There’s some level of truth to the EPA’s defense: Federal bodies can’t effectively craft policy if state and local agencies refuse to cooperate. But that doesn’t absolve the EPA for dragging its feet when alarming lead levels came to their attention. According to excellent reporting on Flint’s water crisis by Rebecca Leber at the New Republic, the EPA dithered and played a game of political chess with state regulators over who would get the lion’s share of the blame, rather than publicly sounding the alarm:
In April 2014, Flint’s residents, the majority of whom are black, were assured by the Michigan Department of Environmental Quality (DEQ) that “the quality of the water being put out meets all of our drinking water standards and Flint water is safe to drink.” The EPA didn’t know something was amiss until February 2015. Miguel Del Toral, a water expert with the EPA Region 5 office, noted in February that Flint’s water wasn’t being treated for lead since the switch to Flint River and that state tests were understating the problems, according to documents obtained by the ACLU.
According to a memo from June that was later leaked, Del Toral was concerned that Flint did not use the same chemical treatments for lead and copper after it made the switch in 2014, and that corroded plumbing was likely leaching lead: “In the absence of any corrosion control treatment, lead levels in drinking water can be expected to increase.” Compounding the problem, Michigan instructed residents to “pre-flush” their taps before sampling, leading to depressed reporting of lead levels.
For the next six months, the agency was in a dispute with Michigan officials over how it interpreted water treatment under the 25-year-old EPA regulation on lead and copper.
While the the EPA’s public position during its entire battle with regional water expert Del Toral was that Flint’s water remained within a safe range, Leber reports that the agency “privately pressured state officials to do more,” and it wasn’t until November that the agency acknowledged Del Toral’s concerns about flawed testing to both Michigan residents and the American public.
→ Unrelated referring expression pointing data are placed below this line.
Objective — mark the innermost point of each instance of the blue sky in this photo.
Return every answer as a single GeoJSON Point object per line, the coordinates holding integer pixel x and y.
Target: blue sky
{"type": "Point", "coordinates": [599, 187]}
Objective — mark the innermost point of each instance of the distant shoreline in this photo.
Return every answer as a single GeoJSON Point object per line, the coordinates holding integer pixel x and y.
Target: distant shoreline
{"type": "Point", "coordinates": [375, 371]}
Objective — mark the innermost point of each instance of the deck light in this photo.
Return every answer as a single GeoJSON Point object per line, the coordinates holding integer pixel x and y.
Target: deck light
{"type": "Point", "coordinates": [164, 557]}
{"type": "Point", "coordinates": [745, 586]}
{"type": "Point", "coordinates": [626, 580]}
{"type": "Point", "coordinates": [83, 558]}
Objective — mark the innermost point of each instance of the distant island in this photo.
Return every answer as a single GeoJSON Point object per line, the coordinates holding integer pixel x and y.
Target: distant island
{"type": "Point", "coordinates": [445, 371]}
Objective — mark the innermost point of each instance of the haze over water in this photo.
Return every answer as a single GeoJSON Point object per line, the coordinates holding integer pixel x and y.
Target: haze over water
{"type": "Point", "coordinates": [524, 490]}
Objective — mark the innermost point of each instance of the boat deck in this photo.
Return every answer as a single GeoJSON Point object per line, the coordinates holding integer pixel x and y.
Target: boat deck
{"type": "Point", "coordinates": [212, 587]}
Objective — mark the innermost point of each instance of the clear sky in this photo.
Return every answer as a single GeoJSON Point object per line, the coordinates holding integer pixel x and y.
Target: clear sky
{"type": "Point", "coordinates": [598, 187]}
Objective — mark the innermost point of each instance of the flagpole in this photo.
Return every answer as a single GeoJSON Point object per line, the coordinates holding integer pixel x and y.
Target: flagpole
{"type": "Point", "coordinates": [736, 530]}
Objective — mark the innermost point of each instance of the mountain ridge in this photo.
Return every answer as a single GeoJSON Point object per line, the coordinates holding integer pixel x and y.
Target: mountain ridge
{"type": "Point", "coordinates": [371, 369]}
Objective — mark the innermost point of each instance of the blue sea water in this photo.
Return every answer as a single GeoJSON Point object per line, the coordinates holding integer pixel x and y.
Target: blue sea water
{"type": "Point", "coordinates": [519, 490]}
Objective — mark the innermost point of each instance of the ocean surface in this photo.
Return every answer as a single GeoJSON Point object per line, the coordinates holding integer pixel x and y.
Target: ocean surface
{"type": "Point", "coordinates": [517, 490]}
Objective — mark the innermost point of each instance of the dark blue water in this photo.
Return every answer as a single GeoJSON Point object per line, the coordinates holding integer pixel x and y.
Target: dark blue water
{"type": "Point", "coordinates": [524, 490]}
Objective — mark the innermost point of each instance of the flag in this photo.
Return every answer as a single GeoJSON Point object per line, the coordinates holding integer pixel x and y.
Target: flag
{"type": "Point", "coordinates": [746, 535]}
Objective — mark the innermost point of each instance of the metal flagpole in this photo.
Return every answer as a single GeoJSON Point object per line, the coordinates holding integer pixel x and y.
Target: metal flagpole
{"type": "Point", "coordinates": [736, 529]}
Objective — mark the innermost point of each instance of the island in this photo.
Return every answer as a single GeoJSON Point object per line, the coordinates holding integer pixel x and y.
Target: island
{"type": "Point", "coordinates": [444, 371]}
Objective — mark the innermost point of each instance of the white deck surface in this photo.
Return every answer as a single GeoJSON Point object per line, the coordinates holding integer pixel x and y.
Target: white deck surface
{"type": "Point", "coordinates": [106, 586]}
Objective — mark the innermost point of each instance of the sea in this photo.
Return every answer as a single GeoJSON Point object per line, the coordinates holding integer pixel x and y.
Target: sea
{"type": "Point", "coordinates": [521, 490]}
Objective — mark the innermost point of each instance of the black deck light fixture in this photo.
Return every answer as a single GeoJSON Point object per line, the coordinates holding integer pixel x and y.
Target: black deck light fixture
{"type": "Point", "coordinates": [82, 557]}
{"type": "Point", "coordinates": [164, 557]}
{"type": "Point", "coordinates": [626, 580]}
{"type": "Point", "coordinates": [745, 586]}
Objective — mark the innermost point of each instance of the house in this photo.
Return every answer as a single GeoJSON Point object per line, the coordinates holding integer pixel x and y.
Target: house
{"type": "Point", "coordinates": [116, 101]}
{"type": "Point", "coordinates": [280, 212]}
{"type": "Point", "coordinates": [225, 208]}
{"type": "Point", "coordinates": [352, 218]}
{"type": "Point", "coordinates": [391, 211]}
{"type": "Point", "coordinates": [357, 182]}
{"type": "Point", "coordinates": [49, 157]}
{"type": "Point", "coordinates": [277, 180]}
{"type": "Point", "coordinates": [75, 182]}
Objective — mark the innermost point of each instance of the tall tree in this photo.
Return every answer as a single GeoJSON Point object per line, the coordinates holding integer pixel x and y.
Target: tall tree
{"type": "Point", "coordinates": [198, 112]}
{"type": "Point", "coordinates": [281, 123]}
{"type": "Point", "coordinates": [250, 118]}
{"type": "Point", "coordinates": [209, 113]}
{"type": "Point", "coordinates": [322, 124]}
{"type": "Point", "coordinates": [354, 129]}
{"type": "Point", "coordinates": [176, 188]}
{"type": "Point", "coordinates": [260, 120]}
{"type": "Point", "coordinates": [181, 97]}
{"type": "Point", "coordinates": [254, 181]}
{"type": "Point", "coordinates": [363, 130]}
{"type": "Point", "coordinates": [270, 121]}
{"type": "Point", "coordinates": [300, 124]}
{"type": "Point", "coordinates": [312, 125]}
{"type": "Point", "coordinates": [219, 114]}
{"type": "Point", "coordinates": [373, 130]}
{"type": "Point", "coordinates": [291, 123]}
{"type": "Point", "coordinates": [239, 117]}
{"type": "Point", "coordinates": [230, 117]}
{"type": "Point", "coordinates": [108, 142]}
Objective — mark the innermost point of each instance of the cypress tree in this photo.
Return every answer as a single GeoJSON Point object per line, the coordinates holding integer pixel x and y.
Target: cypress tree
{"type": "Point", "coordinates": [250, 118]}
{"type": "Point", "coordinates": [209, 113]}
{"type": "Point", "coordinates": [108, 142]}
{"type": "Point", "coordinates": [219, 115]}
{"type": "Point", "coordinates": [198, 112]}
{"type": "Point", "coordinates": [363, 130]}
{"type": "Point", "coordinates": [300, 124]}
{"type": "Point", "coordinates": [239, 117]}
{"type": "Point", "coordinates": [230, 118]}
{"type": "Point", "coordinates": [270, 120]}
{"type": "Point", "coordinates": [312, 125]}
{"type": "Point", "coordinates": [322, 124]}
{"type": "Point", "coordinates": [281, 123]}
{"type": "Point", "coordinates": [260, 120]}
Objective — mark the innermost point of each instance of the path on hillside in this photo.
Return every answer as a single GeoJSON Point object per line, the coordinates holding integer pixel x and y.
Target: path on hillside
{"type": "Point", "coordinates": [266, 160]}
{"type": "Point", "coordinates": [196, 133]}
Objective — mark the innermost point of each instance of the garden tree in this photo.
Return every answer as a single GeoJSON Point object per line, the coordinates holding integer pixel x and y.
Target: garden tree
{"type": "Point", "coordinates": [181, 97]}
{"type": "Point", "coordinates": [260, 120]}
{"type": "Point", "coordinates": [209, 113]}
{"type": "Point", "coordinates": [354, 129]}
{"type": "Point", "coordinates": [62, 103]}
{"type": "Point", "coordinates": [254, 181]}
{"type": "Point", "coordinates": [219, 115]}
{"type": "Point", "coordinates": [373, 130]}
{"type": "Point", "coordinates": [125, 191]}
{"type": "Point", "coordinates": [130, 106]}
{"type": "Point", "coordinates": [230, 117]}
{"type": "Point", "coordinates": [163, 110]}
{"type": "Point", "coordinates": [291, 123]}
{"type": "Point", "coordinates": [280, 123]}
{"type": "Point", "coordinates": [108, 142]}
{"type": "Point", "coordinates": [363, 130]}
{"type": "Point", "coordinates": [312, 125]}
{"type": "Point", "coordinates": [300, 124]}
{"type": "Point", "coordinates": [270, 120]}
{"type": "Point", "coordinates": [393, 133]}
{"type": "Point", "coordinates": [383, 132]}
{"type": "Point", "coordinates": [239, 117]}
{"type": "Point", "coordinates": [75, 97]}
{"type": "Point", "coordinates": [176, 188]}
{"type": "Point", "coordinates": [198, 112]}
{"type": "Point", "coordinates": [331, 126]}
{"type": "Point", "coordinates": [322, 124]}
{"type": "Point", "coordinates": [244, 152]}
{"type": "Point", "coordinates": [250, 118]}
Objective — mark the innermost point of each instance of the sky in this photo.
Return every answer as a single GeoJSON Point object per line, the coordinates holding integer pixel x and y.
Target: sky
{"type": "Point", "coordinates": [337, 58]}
We can see shades of this bureaucratic panic in the Ohio EPA’s failure to alert the public to potential lead contamination back in October.
The twin disasters in Flint and Sebring should have inspired a level of responsibility on the EPA’s part to recognize systemic problems; instead, the agency moved far too slowly and fretted over the public relations fallout. That the EPA continues now to hedge its responses as the public takes notice of water crises across the country is the sort of craven strategy that only confirms the ever-conservative fairytale about Kafkaesque bureaucratic incompetence.
As I wrote earlier this week, the dismal state of America’s water infrastructure is no secret to state and federal authorities. The American Society of Civil Engineers’ 2013 “Report Card for America’s Infrastructure” gave our national water infrastructure a “D+” grade based on its aging pipes. Those aging pipes, which result in an estimated 240,000 water main breaks every year, are outright killing us: A 2015 report from the American Water Works Association found that “up to 96 million Americans could be found to be drinking water with unsafe levels of lead.”
On the brink of what appears to be a wave of water crises, the breakdowns in Flint and Sebring raise an important question for the EPA: What good is a federal agency if it doesn’t help the people it’s supposed to serve?